Throughout the interview, Clark repeatedly refers to the boys as a great group of kids and his genuine admiration of the boys is evident in the film. The most compelling aspect of Wassup Rockers lies in Clark’s non-invasiveness as a director and his complete acceptance of these individuals. Making no effort to impose rigid dialogue on his young subjects, Clark lets them speak in their own voices, however inarticulate and immature. He simply allows the kids to be themselves, and in doing so, captures the charm and beauty in clumsy adolescence.

When asked if he consciously creates social commentary, Clark answers, “I think it’s what I do. It’s all social comment, you know what I mean? The only time you would see Latinos in film, they’d be so stereotyped, and so I made the kids real, and then I had fun stereotyping who might be rich and white and live in Beverly Hills.” Clark pokes fun at the gentrification of the working-class and exposes the image-conscious, shallow and even frightening facets of the rich and famous. When a rich Waspy Beverly Hills High coquette seduces Jonathan, she comments that his uncircumcised penis “looks dangerous,” and when the boys stumble into a pool party populated by fashionistas, they are doted on and called the “Mexican Ramones.” To the kids, however, their outfits aren’t an ironic trend – they embody a lifestyle of otherness, just like the original punk rockers they mimic.

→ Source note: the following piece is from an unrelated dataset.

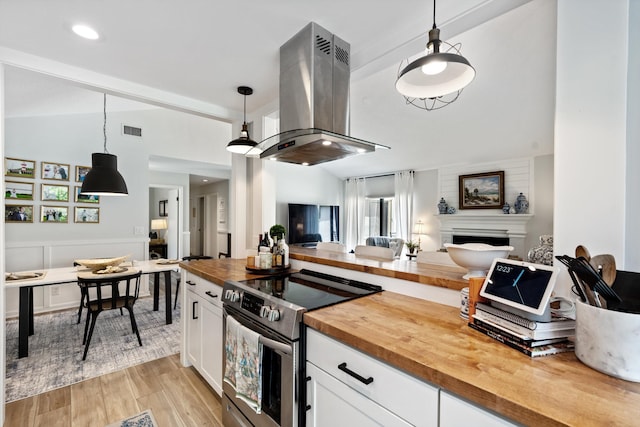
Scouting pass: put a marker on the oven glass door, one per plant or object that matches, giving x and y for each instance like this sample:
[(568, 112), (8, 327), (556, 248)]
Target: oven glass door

“A couple of these kids were turned inward, didn’t have any self-esteem and now they do,” Clark says. “A couple of these kids thought they were worthless because that’s the way they’ve been talked to their entire lives, but now they see that they’re not worthless and they’re coming out of their shell. I’ve watched this happen and it’s made me very, very happy.”
In regards to using non-professionals, Clark is rightfully immodest of his ability to direct them as few others can. “It’s different. It’s really difficult to work with first-time untrained people, but apparently I can do it. It’s something I can do! And I’ve been drawn to doing that. There’s this realness, you know, that happens that it’s just like magical.”
The inexhaustible energy of the 63-year-old can be credited in part to his eagerness to constantly learn and adapt. “When I first started making film, I was just tired of photography. I just thought I had done everything I could do with photography and I was kind of brain-dead and didn’t really know that one could learn as you get older. But then I started making film and it turns out that your brain wakes up, it’s like a sponge.”

While his critics have used words like “degenerate” and “pornography” to describe his works, they focus on the teen sex and violence but conveniently disregard the other elements of his films, like the poignant domestic details Clark always includes. When Claude gingerly clips his pregnant mother’s toenails in Ken Park, the moment resonates just as potently as Chloe Sevigny’s unconscious rape scene at the end of Kids. In Wassup Rockers, the moment when Jonathan’s mother plays with his lips to rouse him from slumber is just as powerful as Clark’s lingering gaze over the young bodies. Clark merely tells the stories that others won’t.

“You know, I think that I’ve been trying to tell stories that maybe don’t get told, or maybe don’t get told as often and I’m trying to show aspects of life that don’t get shown. I’ve always felt that if someone else was doing this, then I wouldn’t have to do it. If someone else was making these photographs, I wouldn’t have to make the photographs. If someone else was making these films, I wouldn’t have to make the films. And I swear, that’s kind of how I look at it,” Clark says, laughing at the simple truism behind his unfaltering drive.